2005

S. Žižek, Diritti umani per Odradek?, Nottetempo, Roma 2005, pp. 36, ISBN 88-7452-055-7

Il breve saggio di Slavoj Žižek sui diritti umani esce nella collana 'i sassi' dell'editore 'nottetempo'. Si tratta di un piccolo scritto la cui cifra stilistica e metodologica è data dall'eclettismo del suo autore, il quale - con un incedere tipico dei cultural studies - mischia talvolta brillantemente, talaltra meno, la psicanalisi (in particolare Lacan), il cinema e la letteratura. La contaminazione si evince con chiarezza già dal titolo, in cui compare Odradek, inquietante personaggio di un racconto di Franz Kafka, strano essere simile a un rocchetto di filo a forma di stella, ma allo stesso tempo 'umano' nella sua 'inumanità'. È questo il paradosso su cui si muove questo breve saggio del filosofo sloveno: la tesi centrale è che l''umanità' del soggetto emerge proprio quando il soggetto perde ogni altra caratterizzazione socio-politica; in altri termini, quando il soggetto perde la cittadinanza (intesa, in senso lato, come insieme di diritti e caratteristiche dell'appartenenza a una comunità politica). Ma, in un vertiginoso meccanismo teorico, proprio l'emergere dell''umanità' - intesa come 'nuda vita', 'biopolitica' - del soggetto lo rende 'inumano', ovvero indegno della protezione dei diritti umani. Il nocciolo del discorso di Žižek consiste nell'affermazione che i diritti umani e la retorica dell'intervento umanitario mirano alla protezione di un soggetto depoliticizzato, tratto fuori dalla comunità politica e reso 'nuda vita', vita che soffre senza altre qualificazioni.

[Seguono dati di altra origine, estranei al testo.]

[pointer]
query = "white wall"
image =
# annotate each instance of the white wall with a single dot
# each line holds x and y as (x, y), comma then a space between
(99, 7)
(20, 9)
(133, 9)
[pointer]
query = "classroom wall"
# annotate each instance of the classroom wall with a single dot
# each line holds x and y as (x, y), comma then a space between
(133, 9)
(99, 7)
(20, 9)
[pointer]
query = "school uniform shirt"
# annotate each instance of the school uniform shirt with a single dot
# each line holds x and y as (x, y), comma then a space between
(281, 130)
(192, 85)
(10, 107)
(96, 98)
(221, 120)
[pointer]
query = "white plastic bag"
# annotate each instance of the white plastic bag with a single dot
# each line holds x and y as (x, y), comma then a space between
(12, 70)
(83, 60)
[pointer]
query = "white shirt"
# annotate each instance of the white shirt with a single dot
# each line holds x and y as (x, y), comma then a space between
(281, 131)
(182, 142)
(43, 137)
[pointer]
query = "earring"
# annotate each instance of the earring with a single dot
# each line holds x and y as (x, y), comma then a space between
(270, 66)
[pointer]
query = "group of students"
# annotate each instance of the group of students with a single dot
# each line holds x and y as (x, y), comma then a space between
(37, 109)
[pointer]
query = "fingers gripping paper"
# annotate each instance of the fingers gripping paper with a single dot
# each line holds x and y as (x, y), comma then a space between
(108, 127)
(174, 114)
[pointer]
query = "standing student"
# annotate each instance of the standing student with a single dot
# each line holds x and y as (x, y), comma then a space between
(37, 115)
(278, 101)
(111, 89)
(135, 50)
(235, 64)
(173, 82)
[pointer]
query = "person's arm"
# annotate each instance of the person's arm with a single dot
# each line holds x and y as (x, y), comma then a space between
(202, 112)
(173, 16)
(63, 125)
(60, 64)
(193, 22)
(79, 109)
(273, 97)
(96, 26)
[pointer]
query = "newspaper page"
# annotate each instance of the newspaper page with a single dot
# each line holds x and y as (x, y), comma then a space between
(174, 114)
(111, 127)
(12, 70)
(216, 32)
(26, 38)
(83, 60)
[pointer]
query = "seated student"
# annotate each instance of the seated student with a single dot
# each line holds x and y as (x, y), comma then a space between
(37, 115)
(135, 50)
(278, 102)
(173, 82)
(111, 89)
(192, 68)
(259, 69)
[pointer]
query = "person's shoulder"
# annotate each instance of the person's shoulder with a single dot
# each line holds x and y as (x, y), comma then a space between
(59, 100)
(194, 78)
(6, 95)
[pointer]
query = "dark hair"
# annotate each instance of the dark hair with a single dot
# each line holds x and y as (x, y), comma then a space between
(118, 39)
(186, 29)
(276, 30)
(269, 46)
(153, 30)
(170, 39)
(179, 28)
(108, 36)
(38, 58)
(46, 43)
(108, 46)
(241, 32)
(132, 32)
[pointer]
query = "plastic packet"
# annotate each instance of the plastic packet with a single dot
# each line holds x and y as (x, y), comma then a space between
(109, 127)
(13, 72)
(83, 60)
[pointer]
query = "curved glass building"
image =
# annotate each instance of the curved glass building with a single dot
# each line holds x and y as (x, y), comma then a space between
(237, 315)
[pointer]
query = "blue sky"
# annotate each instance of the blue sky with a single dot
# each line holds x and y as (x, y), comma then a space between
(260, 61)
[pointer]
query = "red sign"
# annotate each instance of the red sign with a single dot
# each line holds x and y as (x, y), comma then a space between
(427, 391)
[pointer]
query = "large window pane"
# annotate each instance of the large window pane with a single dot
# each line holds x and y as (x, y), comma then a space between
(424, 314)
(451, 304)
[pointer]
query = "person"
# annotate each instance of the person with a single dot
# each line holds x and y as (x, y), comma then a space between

Secondo Žižek questo processo è l'apoteosi dell'anti-politica, che, attraverso una sorta di processo subliminale, intende sottrarre il soggetto alla politica per renderlo un 'animale' inerme da proteggere. In questa prospettiva, il tema dei diritti umani viene collocato fuori dalla politica e viene fatto passare sotto la porta (sub limine) camuffato da 'nuda vita'. Quando nel discorso sui diritti è l'etica (che questo meccanismo di depoliticizzazione autorizza a intervenire) a diventare protagonista, si compie "un violento atto di depoliticizzazione, di negazione alla vittima di un'altra soggettivizzazione politica" (p. 16). Quest'ultima è invece rappresentata per Žižek dal diritto all'universalità in quanto tale. Dunque, paradossalmente, la riduzione della vittima a 'nuda vita', a elemento 'biopolitico', la sottrae al discorso dei diritti e alla loro natura politica, e la rende 'inumana'.

In questo senso, la guerra umanitaria è un tentativo fraudolento di passare sotto la soglia del diritto riducendo l'uomo a pura pulsione vitale: ecco allora che "l'umanitarismo liberale alla Ignatieff si conforma inaspettatamente alla posizione 'radicale' di Foucault" (p. 17). "La nozione foucaultiana di 'biopolitica', infatti, intesa come apice dell'intero pensiero occidentale, finisce per restare presa in una specie di 'trappola ontologica' in cui i campi di concentramento appaiono come una specie di" - e qui Žižek cita Jacques Rancière - "destino ontologico: [...] qualsiasi differenza tra democrazia e totalitarismo si trova sul punto di svanire e qualsiasi pratica politica si dimostra già imprigionata nella trappola biopolitica" (pp. 16-17). Di nuovo, nel passo appena citato, la critica di Žižek all'idea di 'nuda vita' (Agamben) o 'biopolitica' (Foucault) si fa serrata, anche attraverso la rielaborazione di alcune delle riflessioni di Hannah Arendt: la negazione della dimensione del politico nell'esistenza umana -la 'riduzione' del soggetto a mera pulsione vitale, 'vita-che-soffre' - consente di passare sotto la soglia dei diritti eludendoli. In questo, sostiene Žižek, la posizione di Michael Ignatieff - il ritorno del 'Regno dell'Etica' - e quella di Foucault sono molto più vicine di quanto si possa sospettare.

E dunque non è a caso che Žižek - rinvenendo nell'idea 'biopolitica' uno strumento teorico che trascina l'uomo fuori dalla dimensione del politico - conclude il suo breve saggio affermando che "la Pura Vita è una categoria del capitalismo" (p. 36), inteso quest'ultimo come oppressivo in sé.